The European Commission has outlined a set of new proposals to enable people who are harmed by AI tech products to seek and receive compensation.

The proposals were published today (28 September). They are designed to comply with the EU’s 2021 AI Act proposal, which set out a framework for trust in AI-related technology.

Today’s AI Liability Directive aims to provide a clear and comprehensive structure for all Europeans to claim compensation in the event they are harmed by AI tech products, such as drones and robots.

The EU’s directive includes rules for businesses and consumers alike to abide by. Those who are harmed by AI products or tech can seek compensation just as they would if they were in harmed any other way.

The rules will make it easier for people who have been discriminated against by AI technology as part of the recruitment process, for example, to pursue legal action.

An example of harm that may be caused by tech products is data loss. Robots, drones, smart-home systems and other similar digital products must also comply with cybersecurity regulations around addressing vulnerabilities.

The directive builds on existing rules that manufacturers must follow around unsafe products ­– no matter how high or low-tech they are.

It is proposing a number of different strategies to modernise and adapt liability rules specifically for digital products. The existing rules around product liability in the EU are almost 40 years old, and do not cover advanced technologies such as AI.

European commissioner for internal market, Thierry Breton, said that the existing rules have “been a cornerstone of the internal market for four decades”.

“Today’s proposal will make it fit to respond to the challenges of the decades to come. The new rules will reflect global value chains, foster innovation and consumer trust, and provide stronger legal certainty for businesses involved in the green and digital transition.”
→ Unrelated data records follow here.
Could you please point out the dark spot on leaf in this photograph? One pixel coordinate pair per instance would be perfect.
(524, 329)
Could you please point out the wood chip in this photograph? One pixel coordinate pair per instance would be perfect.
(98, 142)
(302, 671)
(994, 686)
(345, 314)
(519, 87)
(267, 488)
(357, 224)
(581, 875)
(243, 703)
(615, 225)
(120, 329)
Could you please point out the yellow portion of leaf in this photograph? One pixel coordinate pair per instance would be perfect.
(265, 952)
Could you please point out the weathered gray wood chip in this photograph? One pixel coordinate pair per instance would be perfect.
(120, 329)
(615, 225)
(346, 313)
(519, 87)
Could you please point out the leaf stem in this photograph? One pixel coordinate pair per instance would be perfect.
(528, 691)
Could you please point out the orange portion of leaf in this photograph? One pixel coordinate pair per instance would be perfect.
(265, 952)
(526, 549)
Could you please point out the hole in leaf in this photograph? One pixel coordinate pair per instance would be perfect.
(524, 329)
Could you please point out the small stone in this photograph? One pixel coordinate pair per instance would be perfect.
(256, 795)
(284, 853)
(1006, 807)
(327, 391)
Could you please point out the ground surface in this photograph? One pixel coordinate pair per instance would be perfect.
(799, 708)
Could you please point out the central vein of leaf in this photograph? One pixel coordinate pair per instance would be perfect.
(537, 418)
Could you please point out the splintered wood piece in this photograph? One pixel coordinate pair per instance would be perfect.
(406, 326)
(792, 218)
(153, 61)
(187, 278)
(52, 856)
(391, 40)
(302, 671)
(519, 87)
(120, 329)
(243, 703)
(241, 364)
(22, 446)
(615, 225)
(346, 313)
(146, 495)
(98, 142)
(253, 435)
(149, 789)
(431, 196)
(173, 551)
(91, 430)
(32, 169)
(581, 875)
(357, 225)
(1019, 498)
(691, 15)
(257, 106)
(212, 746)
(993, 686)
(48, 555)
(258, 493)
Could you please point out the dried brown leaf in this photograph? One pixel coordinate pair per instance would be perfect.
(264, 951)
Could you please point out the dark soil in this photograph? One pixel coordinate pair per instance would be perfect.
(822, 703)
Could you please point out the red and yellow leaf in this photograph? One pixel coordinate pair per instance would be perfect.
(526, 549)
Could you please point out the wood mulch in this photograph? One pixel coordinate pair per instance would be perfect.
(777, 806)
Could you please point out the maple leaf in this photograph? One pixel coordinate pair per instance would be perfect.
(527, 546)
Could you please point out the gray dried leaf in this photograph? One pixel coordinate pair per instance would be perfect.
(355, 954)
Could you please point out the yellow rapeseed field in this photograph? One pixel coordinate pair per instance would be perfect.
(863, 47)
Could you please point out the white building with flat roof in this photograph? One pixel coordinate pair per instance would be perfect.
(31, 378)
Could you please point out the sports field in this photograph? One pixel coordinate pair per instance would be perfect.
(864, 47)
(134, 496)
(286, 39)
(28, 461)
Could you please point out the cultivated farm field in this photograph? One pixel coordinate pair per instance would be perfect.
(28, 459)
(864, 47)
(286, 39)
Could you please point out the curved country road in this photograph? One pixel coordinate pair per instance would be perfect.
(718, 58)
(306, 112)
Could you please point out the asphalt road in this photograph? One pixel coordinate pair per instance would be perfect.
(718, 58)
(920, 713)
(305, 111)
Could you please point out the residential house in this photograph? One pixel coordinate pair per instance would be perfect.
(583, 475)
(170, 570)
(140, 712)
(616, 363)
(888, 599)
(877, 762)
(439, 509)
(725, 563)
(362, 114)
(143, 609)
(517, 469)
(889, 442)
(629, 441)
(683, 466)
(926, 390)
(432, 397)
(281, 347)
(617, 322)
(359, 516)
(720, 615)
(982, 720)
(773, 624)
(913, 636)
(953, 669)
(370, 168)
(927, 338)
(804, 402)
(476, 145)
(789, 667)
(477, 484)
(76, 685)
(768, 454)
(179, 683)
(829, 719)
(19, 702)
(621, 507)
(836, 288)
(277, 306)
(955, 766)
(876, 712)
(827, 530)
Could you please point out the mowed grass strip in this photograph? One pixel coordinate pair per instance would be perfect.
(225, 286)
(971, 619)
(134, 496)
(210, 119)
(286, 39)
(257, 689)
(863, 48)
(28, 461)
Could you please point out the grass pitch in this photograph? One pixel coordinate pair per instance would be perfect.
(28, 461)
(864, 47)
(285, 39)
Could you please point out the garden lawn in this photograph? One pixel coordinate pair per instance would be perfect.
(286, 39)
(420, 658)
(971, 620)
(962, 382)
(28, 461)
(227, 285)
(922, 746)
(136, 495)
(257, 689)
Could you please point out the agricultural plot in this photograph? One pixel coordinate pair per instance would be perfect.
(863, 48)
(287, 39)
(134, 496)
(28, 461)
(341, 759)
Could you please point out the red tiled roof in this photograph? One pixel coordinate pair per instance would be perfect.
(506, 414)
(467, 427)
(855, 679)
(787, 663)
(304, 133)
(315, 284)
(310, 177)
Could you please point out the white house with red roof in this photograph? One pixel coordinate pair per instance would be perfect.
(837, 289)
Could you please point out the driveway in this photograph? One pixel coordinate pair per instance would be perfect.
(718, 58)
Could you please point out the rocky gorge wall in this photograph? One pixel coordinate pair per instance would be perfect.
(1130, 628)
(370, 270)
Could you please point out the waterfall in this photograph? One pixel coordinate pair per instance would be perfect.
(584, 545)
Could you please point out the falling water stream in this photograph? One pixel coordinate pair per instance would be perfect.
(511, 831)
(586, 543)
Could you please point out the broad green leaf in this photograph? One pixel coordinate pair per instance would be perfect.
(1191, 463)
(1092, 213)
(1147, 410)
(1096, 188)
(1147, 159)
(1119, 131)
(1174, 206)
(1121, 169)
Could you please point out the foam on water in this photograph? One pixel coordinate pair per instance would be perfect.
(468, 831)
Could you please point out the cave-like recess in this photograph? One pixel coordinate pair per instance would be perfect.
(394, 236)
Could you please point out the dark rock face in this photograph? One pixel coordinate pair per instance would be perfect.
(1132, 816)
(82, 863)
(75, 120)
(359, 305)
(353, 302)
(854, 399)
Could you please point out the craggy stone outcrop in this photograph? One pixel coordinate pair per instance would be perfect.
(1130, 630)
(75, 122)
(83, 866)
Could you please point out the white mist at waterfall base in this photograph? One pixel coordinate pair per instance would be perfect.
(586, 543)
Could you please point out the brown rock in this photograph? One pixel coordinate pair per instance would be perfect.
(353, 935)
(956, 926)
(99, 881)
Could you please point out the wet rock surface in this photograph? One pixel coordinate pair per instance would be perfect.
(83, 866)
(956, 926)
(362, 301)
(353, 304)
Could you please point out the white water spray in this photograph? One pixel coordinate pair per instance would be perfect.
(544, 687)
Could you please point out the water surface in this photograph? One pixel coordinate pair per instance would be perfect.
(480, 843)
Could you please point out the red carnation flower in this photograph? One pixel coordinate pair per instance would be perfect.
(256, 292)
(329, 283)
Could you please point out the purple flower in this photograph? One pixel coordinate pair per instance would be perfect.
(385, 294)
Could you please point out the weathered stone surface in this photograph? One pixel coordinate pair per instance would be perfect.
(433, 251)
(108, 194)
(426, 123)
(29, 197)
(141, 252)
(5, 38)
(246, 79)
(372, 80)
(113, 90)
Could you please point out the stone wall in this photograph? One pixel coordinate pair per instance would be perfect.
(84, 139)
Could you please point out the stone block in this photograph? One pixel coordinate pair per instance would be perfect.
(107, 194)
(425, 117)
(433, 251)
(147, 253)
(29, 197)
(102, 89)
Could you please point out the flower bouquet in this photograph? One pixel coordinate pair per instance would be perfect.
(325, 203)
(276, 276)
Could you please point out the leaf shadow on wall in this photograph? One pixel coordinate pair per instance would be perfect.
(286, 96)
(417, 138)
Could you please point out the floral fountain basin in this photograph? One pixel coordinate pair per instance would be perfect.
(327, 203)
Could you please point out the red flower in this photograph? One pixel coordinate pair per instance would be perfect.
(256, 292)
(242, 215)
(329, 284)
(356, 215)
Vice-president for values and transparency, Věra Jourová, said that for AI tech to thrive in the EU, it is important for people to trust digital innovation.

She added that the new proposals would give customers “tools for remedies in case of damage caused by AI so that they have the same level of protection as with traditional technologies”. The rules will also “ensure legal certainty” for the EU’s internal market.

As well as consumer protection, the proposals are designed to foster innovation. They have laid down guarantees for the AI sector through the introduction of measures such as the right to fight a liability claim based on a presumption of causality.

The AI Liability Directive will need to be agreed with EU countries and lawmakers before it can become law.